Sing to God a new song! Psalm 33:3
Well, I hit 70 this last Monday. I always thought old age was for other people, but old age showed up at my door, uninvited, last week and moved in! My response? “If you can’t get out of it, get into it!”
I am not ready to ride in the back seat just yet. I want to stay behind the wheel as long as I can.
On one hand, I want to follow the words of the great poet Dylan Thomas: “Do not go gentle into that good night, old age should burn and rave at close of day; rage, rage against the dying of the light.”
On the other hand, when the times comes, I hope to be able to surrender and say with just as much enthusiasm, “Into your hands, I commend my spirit.”
I have always resonated with the words of “Trudy,” one of Lily Tomlin’s characters: “I can take reality in small doses, but as a way of life, I find it much too confining!”
OK, I did quit coloring my beard, but that’s as far as I am going! I am resolved to adopt the attitude that “the best is yet to come.” Since I can’t get out of being 70, I am going to get into it.
At least for now, I am going to keep some of my work with young people at Bellarmine University and Saint Meinrad Seminary. But I am also going to specialize in keeping retired priests engaged, maybe even more than they have been for a long time, in useful ministry through our new ENCORE PRIESTS program.
Working with young people will keep me from focusing on the past, something that will be helpful as I work with retired priests.
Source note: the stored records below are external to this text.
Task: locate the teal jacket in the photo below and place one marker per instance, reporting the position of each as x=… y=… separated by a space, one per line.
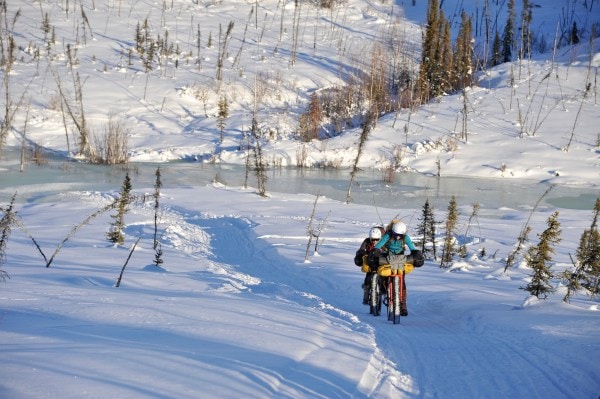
x=394 y=246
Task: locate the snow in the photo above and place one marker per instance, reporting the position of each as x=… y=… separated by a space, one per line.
x=236 y=311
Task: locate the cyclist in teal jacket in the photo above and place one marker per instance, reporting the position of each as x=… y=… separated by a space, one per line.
x=397 y=246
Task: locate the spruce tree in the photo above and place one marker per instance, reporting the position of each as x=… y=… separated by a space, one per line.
x=508 y=37
x=157 y=249
x=574 y=34
x=223 y=114
x=496 y=58
x=448 y=248
x=429 y=64
x=588 y=254
x=115 y=233
x=538 y=259
x=6 y=223
x=426 y=230
x=463 y=66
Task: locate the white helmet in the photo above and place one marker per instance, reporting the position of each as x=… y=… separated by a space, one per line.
x=399 y=228
x=375 y=233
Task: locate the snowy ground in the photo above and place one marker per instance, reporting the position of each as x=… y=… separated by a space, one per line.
x=236 y=312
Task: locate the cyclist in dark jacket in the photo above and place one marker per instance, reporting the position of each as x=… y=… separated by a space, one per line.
x=365 y=248
x=393 y=248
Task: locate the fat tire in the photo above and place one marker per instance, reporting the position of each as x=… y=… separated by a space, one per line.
x=375 y=296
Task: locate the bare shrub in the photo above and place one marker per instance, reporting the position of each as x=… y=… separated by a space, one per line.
x=38 y=155
x=111 y=147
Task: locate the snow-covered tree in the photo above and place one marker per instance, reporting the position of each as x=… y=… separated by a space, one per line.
x=538 y=259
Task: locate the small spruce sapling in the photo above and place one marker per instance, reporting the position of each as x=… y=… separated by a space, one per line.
x=115 y=234
x=538 y=259
x=448 y=248
x=588 y=254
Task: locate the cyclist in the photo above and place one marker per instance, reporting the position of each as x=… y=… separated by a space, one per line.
x=393 y=248
x=366 y=247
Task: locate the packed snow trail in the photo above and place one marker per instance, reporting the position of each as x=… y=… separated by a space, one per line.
x=446 y=347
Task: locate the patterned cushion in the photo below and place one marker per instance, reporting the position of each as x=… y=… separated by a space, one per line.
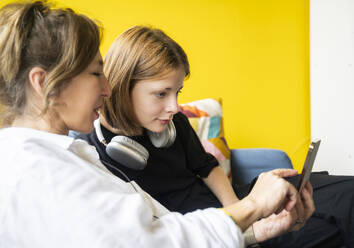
x=205 y=116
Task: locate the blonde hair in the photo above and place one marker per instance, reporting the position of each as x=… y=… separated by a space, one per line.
x=33 y=33
x=140 y=53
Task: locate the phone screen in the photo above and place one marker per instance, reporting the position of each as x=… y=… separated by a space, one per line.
x=310 y=159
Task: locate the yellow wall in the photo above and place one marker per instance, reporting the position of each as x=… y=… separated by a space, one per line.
x=252 y=53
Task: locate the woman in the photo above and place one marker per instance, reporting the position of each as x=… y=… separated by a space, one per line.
x=54 y=192
x=146 y=70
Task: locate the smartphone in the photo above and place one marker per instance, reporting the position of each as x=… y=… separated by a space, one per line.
x=309 y=161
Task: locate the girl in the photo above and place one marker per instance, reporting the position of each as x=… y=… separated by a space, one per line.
x=140 y=121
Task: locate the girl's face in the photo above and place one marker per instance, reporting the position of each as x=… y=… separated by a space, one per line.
x=80 y=101
x=155 y=100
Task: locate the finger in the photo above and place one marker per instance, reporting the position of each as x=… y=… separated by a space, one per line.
x=300 y=209
x=292 y=197
x=309 y=187
x=308 y=202
x=284 y=172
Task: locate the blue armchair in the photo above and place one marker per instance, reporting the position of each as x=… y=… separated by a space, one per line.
x=246 y=164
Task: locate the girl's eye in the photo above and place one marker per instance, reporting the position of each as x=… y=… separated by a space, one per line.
x=160 y=94
x=97 y=74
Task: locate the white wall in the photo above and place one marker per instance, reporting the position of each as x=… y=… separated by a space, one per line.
x=332 y=83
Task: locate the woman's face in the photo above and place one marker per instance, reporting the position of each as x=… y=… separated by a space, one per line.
x=155 y=100
x=80 y=101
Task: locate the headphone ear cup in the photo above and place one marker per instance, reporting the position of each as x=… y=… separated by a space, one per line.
x=127 y=152
x=165 y=138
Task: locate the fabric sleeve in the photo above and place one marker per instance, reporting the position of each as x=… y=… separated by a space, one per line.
x=198 y=161
x=96 y=212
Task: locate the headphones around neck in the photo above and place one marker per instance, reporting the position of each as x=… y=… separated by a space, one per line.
x=130 y=153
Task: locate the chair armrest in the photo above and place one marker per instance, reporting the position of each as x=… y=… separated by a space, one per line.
x=246 y=164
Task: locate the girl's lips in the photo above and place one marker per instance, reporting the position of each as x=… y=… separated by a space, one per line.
x=165 y=122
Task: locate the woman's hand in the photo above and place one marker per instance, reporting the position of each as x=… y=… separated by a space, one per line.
x=272 y=193
x=293 y=220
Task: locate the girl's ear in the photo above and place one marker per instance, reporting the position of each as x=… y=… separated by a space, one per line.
x=36 y=78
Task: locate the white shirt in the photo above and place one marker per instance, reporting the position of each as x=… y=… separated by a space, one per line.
x=54 y=192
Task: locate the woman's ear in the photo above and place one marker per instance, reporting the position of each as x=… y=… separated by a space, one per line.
x=36 y=78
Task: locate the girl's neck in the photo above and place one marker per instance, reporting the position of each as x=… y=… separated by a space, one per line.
x=109 y=127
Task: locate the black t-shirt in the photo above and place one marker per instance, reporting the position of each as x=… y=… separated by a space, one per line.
x=172 y=175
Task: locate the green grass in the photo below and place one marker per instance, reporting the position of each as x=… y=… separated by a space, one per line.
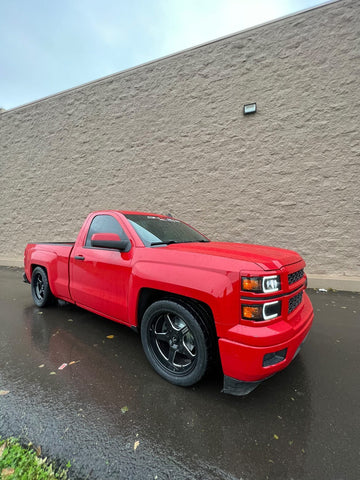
x=23 y=463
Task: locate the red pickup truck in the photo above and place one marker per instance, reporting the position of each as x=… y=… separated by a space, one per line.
x=192 y=300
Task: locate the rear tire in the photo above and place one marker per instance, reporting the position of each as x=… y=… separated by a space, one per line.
x=40 y=288
x=175 y=342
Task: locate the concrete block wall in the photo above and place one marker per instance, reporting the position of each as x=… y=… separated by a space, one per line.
x=170 y=136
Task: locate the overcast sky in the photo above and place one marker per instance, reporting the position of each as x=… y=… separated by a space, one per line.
x=47 y=46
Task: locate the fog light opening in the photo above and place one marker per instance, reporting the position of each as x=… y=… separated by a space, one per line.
x=274 y=357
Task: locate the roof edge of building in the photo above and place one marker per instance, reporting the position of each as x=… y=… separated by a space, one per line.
x=106 y=78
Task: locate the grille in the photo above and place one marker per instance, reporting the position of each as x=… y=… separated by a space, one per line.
x=295 y=277
x=295 y=302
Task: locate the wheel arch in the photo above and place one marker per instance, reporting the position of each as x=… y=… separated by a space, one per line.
x=148 y=296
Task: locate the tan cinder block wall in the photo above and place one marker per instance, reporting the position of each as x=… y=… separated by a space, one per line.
x=170 y=136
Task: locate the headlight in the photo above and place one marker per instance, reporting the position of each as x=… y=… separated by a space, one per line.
x=259 y=313
x=271 y=284
x=261 y=284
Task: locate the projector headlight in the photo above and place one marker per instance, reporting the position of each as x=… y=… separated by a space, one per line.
x=261 y=284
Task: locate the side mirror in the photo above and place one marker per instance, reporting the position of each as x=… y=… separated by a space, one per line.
x=110 y=240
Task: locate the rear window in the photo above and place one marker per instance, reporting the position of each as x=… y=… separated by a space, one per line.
x=163 y=230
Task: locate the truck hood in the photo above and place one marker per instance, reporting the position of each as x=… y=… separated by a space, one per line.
x=268 y=258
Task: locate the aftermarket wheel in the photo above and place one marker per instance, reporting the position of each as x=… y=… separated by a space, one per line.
x=40 y=288
x=175 y=342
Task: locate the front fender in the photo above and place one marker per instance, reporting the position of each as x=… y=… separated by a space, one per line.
x=219 y=290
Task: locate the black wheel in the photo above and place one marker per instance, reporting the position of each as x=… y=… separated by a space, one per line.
x=175 y=342
x=40 y=288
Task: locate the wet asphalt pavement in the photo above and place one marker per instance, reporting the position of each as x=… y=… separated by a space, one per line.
x=113 y=417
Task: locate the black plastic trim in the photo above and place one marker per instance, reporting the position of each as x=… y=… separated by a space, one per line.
x=239 y=388
x=273 y=297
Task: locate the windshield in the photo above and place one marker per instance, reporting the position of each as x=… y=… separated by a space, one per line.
x=163 y=230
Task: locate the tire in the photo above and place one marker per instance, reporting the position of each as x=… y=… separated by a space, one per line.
x=175 y=342
x=40 y=288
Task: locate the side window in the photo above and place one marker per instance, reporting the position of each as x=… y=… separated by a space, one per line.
x=104 y=224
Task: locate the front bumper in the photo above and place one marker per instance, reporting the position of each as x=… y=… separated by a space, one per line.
x=250 y=363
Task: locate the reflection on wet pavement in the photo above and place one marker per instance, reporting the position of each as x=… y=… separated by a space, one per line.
x=112 y=416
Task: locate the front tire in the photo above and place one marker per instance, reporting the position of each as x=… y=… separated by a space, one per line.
x=40 y=288
x=175 y=342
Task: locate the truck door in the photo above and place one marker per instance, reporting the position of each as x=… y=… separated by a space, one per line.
x=99 y=277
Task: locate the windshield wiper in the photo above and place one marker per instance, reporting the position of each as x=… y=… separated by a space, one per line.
x=162 y=243
x=174 y=241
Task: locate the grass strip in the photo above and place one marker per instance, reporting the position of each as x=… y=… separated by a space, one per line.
x=25 y=463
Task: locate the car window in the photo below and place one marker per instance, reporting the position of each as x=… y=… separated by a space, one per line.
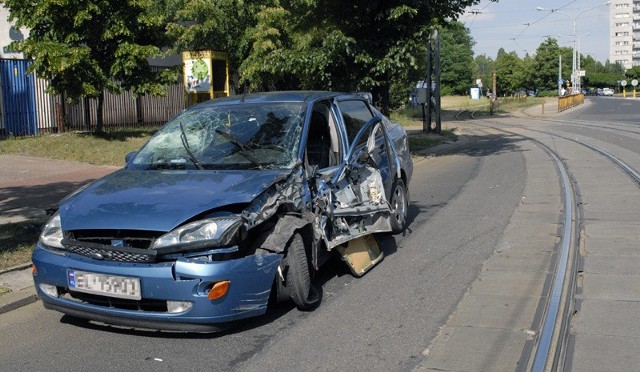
x=355 y=114
x=238 y=136
x=323 y=141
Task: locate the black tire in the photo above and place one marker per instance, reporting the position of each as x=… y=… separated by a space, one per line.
x=298 y=278
x=399 y=206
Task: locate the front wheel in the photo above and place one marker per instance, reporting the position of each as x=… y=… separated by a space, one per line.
x=298 y=278
x=399 y=206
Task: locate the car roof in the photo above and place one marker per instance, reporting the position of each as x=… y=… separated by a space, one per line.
x=281 y=96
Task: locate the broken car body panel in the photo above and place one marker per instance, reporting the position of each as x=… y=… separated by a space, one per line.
x=215 y=197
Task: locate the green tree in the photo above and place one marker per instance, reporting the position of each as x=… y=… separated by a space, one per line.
x=546 y=64
x=509 y=73
x=85 y=47
x=456 y=59
x=329 y=44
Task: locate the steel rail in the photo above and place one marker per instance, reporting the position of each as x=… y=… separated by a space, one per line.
x=550 y=324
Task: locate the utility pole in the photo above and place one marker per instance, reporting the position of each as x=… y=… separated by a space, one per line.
x=494 y=95
x=431 y=108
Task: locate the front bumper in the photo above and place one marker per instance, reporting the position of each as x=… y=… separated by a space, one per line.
x=185 y=279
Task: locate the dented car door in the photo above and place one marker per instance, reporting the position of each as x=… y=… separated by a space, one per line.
x=352 y=200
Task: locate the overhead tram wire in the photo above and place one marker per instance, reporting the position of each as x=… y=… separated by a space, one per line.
x=529 y=24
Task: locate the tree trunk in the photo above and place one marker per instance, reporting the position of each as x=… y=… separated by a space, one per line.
x=381 y=97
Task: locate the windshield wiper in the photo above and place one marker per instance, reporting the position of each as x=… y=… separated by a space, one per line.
x=185 y=144
x=247 y=152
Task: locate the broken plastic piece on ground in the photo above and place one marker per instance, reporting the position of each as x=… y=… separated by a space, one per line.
x=361 y=254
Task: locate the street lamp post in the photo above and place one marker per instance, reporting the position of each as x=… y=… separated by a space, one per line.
x=575 y=74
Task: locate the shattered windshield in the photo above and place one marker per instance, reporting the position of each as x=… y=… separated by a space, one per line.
x=238 y=136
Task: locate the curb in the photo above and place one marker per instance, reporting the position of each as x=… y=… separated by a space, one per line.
x=17 y=299
x=23 y=266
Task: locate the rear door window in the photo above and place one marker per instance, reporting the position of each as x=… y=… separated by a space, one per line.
x=355 y=114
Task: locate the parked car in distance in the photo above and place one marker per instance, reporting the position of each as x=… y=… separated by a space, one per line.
x=230 y=206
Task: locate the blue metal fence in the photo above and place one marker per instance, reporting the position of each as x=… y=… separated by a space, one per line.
x=19 y=112
x=26 y=108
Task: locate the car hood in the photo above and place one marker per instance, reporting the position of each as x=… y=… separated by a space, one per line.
x=159 y=200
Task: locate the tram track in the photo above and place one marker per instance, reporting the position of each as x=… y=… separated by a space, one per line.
x=549 y=350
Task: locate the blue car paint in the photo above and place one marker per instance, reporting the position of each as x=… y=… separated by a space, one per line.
x=159 y=200
x=251 y=278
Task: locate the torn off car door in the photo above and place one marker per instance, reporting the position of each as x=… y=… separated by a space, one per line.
x=352 y=203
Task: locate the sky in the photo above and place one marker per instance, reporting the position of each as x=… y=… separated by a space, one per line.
x=517 y=26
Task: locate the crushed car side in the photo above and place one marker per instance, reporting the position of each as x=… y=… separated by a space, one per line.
x=332 y=199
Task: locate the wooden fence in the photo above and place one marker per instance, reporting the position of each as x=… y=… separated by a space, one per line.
x=54 y=115
x=566 y=102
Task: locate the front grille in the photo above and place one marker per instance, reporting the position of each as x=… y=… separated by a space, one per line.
x=109 y=253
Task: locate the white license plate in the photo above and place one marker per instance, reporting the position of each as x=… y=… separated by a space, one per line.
x=102 y=284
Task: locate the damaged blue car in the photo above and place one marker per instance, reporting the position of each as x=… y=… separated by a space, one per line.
x=232 y=205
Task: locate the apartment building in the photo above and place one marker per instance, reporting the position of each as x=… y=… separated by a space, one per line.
x=624 y=24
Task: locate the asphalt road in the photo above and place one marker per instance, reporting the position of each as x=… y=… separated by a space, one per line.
x=429 y=304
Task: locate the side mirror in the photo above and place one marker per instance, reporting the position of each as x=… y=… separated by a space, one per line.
x=130 y=156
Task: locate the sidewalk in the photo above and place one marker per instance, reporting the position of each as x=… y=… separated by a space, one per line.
x=29 y=187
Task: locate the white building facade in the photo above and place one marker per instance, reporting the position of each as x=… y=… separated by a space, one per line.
x=624 y=24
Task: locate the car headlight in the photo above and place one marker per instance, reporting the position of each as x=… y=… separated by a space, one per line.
x=52 y=232
x=209 y=233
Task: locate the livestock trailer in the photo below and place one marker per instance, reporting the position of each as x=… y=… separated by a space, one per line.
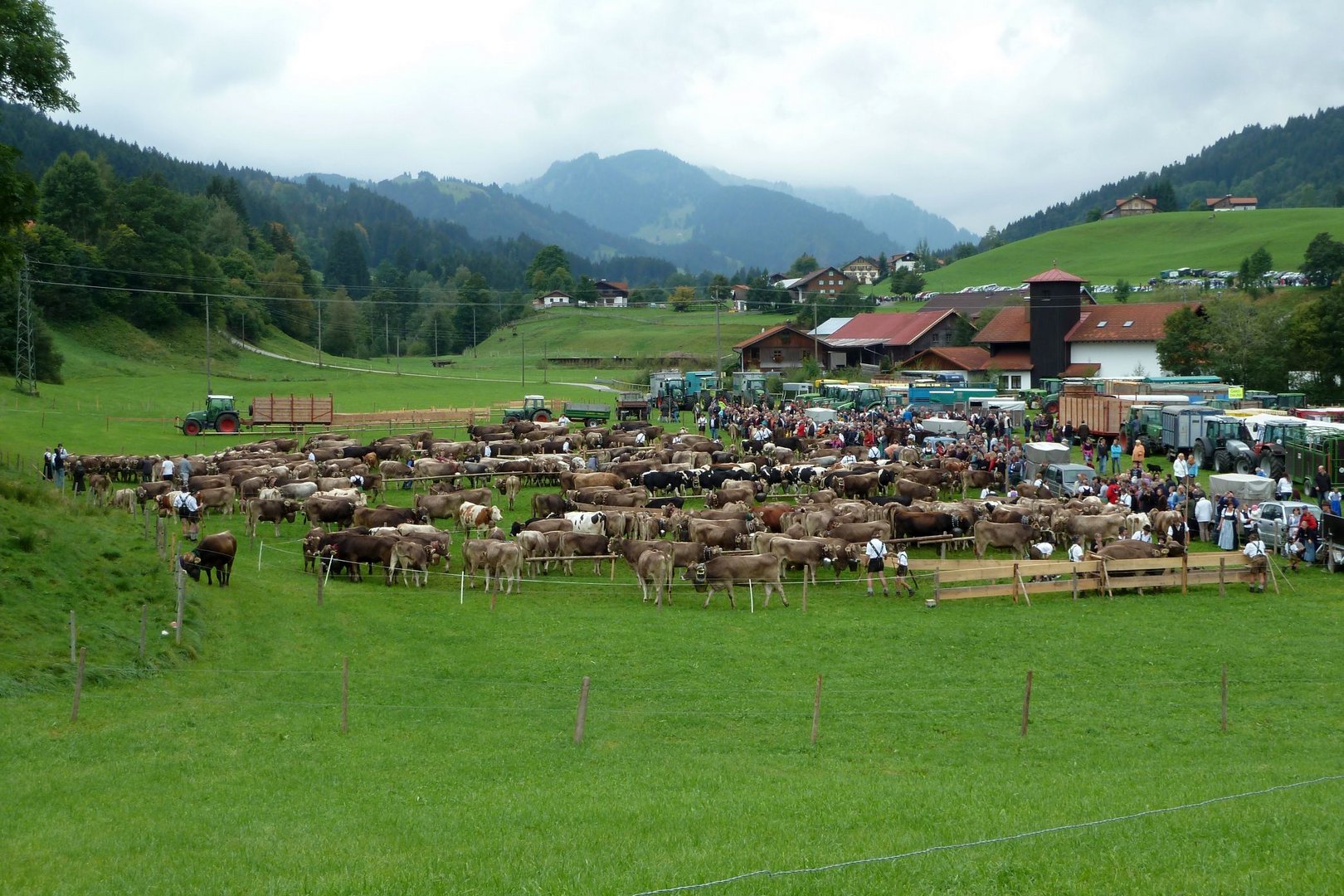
x=1183 y=425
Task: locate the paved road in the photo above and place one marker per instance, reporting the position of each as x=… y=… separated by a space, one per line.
x=249 y=347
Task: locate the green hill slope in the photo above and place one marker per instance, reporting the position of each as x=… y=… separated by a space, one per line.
x=1140 y=247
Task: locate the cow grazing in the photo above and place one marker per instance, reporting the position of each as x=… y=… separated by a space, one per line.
x=723 y=571
x=806 y=553
x=214 y=553
x=477 y=516
x=413 y=562
x=386 y=514
x=446 y=507
x=1015 y=536
x=655 y=567
x=578 y=544
x=219 y=499
x=509 y=486
x=277 y=512
x=504 y=563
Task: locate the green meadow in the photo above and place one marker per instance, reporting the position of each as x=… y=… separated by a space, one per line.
x=219 y=763
x=1140 y=247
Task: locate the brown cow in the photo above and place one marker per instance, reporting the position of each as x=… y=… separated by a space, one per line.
x=723 y=571
x=1015 y=536
x=214 y=553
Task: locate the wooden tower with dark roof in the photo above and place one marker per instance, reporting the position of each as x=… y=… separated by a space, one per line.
x=1054 y=304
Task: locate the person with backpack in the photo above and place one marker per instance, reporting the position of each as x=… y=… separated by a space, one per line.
x=1309 y=529
x=877 y=553
x=188 y=511
x=1257 y=559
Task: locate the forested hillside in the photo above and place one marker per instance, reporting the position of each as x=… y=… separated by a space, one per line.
x=1292 y=165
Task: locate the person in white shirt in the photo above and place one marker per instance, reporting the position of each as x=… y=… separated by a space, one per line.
x=1181 y=469
x=1283 y=488
x=1205 y=516
x=903 y=571
x=877 y=553
x=1257 y=559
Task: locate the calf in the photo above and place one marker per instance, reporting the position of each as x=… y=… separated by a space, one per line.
x=509 y=486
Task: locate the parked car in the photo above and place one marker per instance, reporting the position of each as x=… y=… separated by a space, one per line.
x=1273 y=520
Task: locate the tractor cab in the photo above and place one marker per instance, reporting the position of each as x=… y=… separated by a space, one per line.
x=219 y=416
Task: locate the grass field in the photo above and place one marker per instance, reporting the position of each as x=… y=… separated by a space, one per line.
x=1140 y=247
x=219 y=766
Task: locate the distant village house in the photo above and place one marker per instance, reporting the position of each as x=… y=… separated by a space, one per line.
x=1231 y=203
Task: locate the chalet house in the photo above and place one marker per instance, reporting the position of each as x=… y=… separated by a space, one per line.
x=1055 y=334
x=828 y=281
x=777 y=349
x=965 y=359
x=862 y=270
x=902 y=261
x=869 y=338
x=553 y=299
x=1136 y=204
x=615 y=293
x=1120 y=340
x=1231 y=203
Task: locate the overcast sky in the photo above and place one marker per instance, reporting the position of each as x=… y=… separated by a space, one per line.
x=979 y=112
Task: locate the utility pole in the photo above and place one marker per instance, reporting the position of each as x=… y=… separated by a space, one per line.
x=24 y=355
x=718 y=345
x=207 y=347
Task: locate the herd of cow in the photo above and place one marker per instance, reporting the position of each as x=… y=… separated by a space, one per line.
x=626 y=499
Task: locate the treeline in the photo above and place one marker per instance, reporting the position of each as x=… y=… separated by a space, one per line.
x=134 y=232
x=1292 y=165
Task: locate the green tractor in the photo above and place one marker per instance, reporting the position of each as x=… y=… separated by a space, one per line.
x=219 y=416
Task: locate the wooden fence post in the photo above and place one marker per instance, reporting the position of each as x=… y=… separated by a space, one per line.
x=1225 y=698
x=344 y=694
x=1025 y=704
x=74 y=709
x=182 y=602
x=582 y=715
x=816 y=712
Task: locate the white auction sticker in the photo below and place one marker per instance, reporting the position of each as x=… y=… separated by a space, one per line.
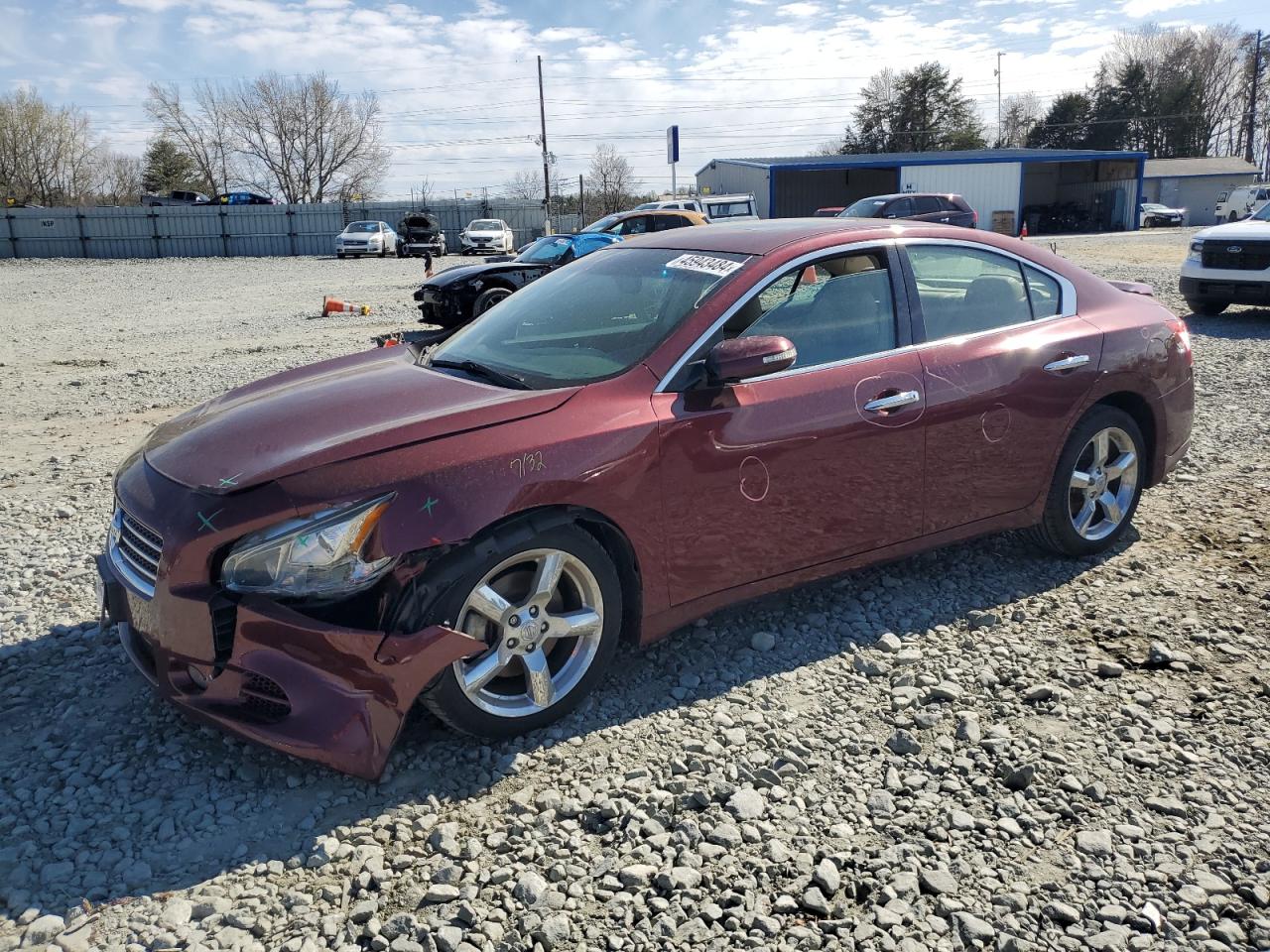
x=703 y=263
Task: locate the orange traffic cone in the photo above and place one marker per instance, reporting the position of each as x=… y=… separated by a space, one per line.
x=333 y=304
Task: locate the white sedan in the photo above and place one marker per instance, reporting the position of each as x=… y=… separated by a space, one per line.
x=485 y=236
x=366 y=238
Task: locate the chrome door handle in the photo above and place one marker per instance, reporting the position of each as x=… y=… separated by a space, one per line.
x=1067 y=363
x=893 y=403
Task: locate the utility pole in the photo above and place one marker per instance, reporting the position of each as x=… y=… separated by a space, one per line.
x=547 y=164
x=997 y=73
x=1252 y=100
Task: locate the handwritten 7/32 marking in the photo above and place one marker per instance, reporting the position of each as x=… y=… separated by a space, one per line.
x=531 y=462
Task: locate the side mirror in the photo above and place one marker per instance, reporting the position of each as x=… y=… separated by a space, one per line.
x=742 y=358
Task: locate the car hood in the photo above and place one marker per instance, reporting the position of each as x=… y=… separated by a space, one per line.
x=1237 y=230
x=324 y=413
x=456 y=276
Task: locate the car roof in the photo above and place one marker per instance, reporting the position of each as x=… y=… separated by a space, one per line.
x=760 y=238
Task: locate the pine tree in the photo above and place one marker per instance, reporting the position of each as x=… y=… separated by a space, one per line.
x=168 y=168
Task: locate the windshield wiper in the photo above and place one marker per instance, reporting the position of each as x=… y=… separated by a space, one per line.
x=479 y=370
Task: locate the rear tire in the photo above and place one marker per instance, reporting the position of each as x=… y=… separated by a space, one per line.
x=527 y=676
x=1096 y=486
x=1207 y=308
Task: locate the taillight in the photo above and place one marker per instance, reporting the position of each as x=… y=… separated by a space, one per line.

Being around the young will help me, and ultimately the retired priests I will be working with, to keep looking forward, rather than looking backward.
Before you conclude that this column is just about me, let me remind you that in this column I do share personal ideas and experiences, but I do so in the hopes that they will be a help and inspiration to you. I am writing a lot lately about my own retirement and aging process, but I also know that I have plenty of company. My hopes are that some of these reflections and insights will be of help to you, if not now, maybe later.
The reality is that in the last 100 years, the average life span in the United States has expanded from 47 to 78 years. The idea of retirement is of recent origin.
Longer lives are a cause for celebration, but they are also creating anxiety because people are not sure what to do with, and how to pay for, all their extra years. We are in new territory. What I am attempting to do at Saint Meinrad for myself and other retired priests is part of that new territory.